By Joe Bouchard
Energy and Interest: You’re off to a good start.
If you’ve landed here, there’s already a chance that you’re going to be a great dad. You’ve chosen to google tips for new fathers, or this post has popped up on one of your social media news feeds.
I admit I’m only guessing how you arrived here. Regardless, by doing so, you've shown interest, a little bit of energy even, into giving a shit about your job as a father.
Which means you’re already off to a good start. I think so, at least…
In fact, yes, I’m fairly certain that you are. I hesitate because I know what I do not know. How to be a perfect father.
I’m in my mid thirties now, with two energetic and expressive boys aged 4 and 8. Also, I’m a stepdad to the eldest. His mother and I have been together since he was 2 and a half. He’s grown so much and to witness it is like watching a bullet whizz by. My youngest is a cheeky guy who has been working on his pouting lip lately. He’s handsome and leaning into it a little bit. My wife is omnipotent and beautiful, a miraculous beacon that keeps us all on target. As I look at my family holistically, it brings me peace.
There are bumps and bruises every day, though. One day, your baby will also be a person who has worries and pain and love and joy. This article is meant to advise you on how you can be there to play your part well. To inform this piece and expand on my own experience I interviewed three new dads who are right in the thick of it, each in their own way, and so their perspectives are unique. I’ll share with you what they have to say about the early challenges and hopes for their fatherly role moving forward.

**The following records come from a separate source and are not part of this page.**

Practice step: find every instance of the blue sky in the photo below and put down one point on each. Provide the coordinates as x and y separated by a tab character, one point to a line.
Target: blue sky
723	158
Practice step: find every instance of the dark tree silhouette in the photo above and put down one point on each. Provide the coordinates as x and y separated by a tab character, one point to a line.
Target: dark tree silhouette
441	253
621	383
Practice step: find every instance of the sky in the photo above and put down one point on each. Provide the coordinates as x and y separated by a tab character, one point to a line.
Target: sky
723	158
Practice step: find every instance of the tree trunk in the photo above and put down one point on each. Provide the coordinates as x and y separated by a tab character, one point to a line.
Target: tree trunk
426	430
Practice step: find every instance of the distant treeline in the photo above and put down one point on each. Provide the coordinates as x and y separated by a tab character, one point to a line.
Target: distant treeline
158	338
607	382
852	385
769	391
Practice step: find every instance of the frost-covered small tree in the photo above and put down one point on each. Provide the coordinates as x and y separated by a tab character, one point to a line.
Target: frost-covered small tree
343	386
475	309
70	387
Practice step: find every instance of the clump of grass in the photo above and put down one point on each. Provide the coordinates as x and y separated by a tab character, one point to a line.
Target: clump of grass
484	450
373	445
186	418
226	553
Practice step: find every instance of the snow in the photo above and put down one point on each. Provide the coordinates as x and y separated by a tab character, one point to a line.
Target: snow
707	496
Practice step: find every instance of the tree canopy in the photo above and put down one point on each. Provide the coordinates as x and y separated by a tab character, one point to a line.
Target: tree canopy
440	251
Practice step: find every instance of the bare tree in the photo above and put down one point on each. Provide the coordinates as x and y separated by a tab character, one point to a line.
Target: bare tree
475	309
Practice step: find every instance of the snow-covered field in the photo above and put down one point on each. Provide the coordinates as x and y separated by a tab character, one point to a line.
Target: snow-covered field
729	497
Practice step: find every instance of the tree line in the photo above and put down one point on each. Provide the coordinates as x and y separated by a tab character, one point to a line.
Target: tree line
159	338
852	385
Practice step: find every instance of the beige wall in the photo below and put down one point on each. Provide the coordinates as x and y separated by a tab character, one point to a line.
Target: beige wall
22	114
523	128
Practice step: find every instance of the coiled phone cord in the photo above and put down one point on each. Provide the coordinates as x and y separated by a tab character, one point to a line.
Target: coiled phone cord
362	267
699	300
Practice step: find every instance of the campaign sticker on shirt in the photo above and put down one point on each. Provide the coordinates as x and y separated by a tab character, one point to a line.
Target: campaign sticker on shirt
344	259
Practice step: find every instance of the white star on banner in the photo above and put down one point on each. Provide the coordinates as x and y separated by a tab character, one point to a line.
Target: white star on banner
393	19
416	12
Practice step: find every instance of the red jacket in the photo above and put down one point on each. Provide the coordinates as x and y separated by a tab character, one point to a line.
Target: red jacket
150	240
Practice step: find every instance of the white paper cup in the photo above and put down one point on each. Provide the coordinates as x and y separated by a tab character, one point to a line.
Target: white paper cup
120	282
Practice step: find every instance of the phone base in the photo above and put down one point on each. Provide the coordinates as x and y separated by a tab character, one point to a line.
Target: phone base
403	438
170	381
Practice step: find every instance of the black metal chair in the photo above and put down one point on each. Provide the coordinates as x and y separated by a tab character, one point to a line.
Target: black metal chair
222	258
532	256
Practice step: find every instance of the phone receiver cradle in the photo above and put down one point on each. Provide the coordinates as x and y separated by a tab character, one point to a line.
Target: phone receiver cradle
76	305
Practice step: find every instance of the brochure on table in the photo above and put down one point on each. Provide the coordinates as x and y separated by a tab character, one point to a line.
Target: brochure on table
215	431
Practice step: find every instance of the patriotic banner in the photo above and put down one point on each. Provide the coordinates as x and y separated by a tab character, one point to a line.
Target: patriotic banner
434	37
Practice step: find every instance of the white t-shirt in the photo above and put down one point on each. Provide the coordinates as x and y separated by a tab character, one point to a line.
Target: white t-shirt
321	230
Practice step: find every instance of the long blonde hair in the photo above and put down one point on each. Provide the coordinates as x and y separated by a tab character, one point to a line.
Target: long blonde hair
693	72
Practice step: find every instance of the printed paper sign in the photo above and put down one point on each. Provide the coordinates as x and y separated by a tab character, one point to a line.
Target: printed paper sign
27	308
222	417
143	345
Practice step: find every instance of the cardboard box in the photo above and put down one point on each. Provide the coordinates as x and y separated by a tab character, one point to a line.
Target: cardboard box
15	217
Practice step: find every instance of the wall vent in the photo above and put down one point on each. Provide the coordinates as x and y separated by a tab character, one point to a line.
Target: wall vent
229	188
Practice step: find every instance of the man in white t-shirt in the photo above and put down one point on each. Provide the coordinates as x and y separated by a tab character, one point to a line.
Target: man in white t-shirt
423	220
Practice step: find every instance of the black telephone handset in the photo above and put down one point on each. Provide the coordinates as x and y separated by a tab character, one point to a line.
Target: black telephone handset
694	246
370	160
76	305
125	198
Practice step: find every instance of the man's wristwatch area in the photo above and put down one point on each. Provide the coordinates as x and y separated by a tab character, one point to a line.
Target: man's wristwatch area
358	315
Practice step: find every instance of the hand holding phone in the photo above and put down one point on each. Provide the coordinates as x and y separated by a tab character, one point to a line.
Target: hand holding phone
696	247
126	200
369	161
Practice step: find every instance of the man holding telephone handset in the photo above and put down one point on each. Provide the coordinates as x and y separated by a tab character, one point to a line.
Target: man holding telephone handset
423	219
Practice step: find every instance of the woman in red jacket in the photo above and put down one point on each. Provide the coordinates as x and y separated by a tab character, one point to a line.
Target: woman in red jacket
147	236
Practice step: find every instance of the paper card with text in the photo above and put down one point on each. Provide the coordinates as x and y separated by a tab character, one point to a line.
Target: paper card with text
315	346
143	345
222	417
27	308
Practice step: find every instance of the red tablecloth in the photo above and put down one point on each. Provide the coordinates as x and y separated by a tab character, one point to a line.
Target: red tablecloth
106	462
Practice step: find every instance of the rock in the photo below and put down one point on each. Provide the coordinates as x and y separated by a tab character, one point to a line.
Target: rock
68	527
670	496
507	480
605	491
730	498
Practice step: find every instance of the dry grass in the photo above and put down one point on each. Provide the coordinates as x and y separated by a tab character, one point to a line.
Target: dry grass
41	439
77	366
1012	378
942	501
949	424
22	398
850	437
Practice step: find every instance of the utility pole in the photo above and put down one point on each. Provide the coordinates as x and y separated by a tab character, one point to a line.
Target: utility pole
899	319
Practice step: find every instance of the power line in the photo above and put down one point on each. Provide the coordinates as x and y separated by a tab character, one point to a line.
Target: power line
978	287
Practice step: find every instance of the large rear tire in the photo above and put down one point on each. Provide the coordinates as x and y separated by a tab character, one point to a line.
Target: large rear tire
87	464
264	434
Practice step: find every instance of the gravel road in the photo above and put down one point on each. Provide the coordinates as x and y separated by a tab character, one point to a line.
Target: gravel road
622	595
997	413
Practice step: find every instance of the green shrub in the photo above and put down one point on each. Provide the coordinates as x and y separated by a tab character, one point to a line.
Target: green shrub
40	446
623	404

The first new dad I spoke to was Trevor, a 33 year old Marketing Manager with a 6 month old baby boy. Next is Miguel, 30, a Tradesman in environmental work with a new daughter of only 6 weeks. Finally, I discussed fatherhood with Jag, a 45 year old Architect who is Dad to a 4 month old boy.
These dads have passed the monumental, life changing experience that is coming your way. They did it, and please take a moment to consider that these three dads were at one point complete novices.
As my father put it “I’m a rookie at this Joe, and I always will be.” His guidance, teachings, and principles come from his beliefs on how to be a good man and every step of the way he reminded me that he was just doing the best he knew how. Often, that comes in the form of a decision (that depending on the situation was more like a “ruling”) based on limited information - his experience as a rookie dad. The best and most loving conjecture he could throw my way.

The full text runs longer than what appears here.